Sql-server – Execution Plan Basics — Hash Match Confusion

execution-plansql serversql-server-2008-r2

I am starting to learn execution plans and am confused about how exactly a hash match works and why it would be used in a simple join:

select Posts.Title, Users.DisplayName
From Posts JOIN Users on
Posts.OwnerUserId = Users.Id
OPTION (MAXDOP 1)

enter image description here

As I understand it the results of the Top index scan become the hash able and each row in the bottom Index clustered scan is looked up. I understand how hash tables work to at least some degree, but I am confused about which values exactly get hashed in an example like this.

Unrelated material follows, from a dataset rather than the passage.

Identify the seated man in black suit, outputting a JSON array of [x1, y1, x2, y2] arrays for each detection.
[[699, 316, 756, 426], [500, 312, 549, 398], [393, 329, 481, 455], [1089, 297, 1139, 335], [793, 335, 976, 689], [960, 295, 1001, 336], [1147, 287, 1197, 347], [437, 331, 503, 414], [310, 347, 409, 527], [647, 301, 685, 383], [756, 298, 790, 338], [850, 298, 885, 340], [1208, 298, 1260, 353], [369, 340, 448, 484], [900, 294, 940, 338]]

What would make sense me is the the common field between them, the id, is hashed — but if this is the case, why hash a number?

Best Answer

As SQLRockstar's answer quotes

best for large, unsorted inputs.

Now,

  • from the Users.DisplayName index scan (assumed nonclustered) you get Users.Id (assuming clustered) = unsorted
  • You are also scanning Posts for OwnerUserId = unsorted

This is 2 unordered inputs.

I'd consider an index on the Posts table on OwnerUserId, including Title. This will add some order on one side of the input to the JOIN + it will be covering index

CREATE INDEX IX_OwnerUserId ON Posts (OwnerUserId) INCLUDE (Title)

You may then find that the Users.DisplayName index won't be used and it will scan the PK instead.